05 Jan 2018 What is Collusion in a Corporate Setting?
One of the worst things a director sitting on a board of directors may encounter is a derivative lawsuit from stockholders seeking to hold the board personally liable for some misdeed. It can cause a company to lose stockholder faith, it can cost millions of dollars in legal fees, and it can even eventually destroy a company or director financially. Therefore, the rules for holding directors accountable under Delaware law typically favor the directors.
A somewhat common approach to suing directors is through the theory of collusion between a director and some regulator. This is a lawsuit where a group of stockholders join together and claim that a regulator was corrupted by the director, therefore causing damage to a company, or violating the laws in some other way that caused damage to the stockholders. In cases like these, the stockholders in a derivative lawsuit must prove actual collusion between the director and the regulator.
Collusion under Delaware Law
A recent case out of the Delaware Supreme Court better defined what “collusion” means in this context. This is an important decision for corporations across the country, including California, because many corporations are headquartered in Delaware, and many courts look to the Delaware judiciary as setting corporate legal policies for the country.
In the recent case, City of Birmingham Retirement and Relief System v. Good, the court upheld a lower court ruling that dismissed a derivative suit against the board of directors of a North Carolina energy company. The case began when that energy company had a pipe burst under the ground, seeping contaminated water into the ground, local water systems, and causing an environmental hazard.

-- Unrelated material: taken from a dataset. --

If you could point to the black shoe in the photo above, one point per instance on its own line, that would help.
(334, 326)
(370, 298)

The result of the spill caused the company to lose over a hundred million dollars in fines, clean-up costs, fees, and more, all of which affected stockholders. Some of those stockholders banded together to say that it could have been prevented if the directors had not been colluding with the corrupt regulators who allowed this spill to happen.
Court Upholds Dismissal
The case was dismissed by the lower court because of the high standard that stockholders must meet in order for a derivative suit to make it in court. The court ruled that in order for the suit to continue in court, the stockholders had to show with specificity that the directors knew the regulators were corrupt, and that they colluded with them to break some environmental law. This is an important case for both directors and stockholders going forward.
In most cases, the directors themselves are responsible for suing the company if some law is broken, whereas the shareholders generally appeal to the directors to request relief. To take it a step further and sue the directors and hold them accountable is one of the more difficult legal theories to prove, but it can be devastating to a company and its directors if it is successful.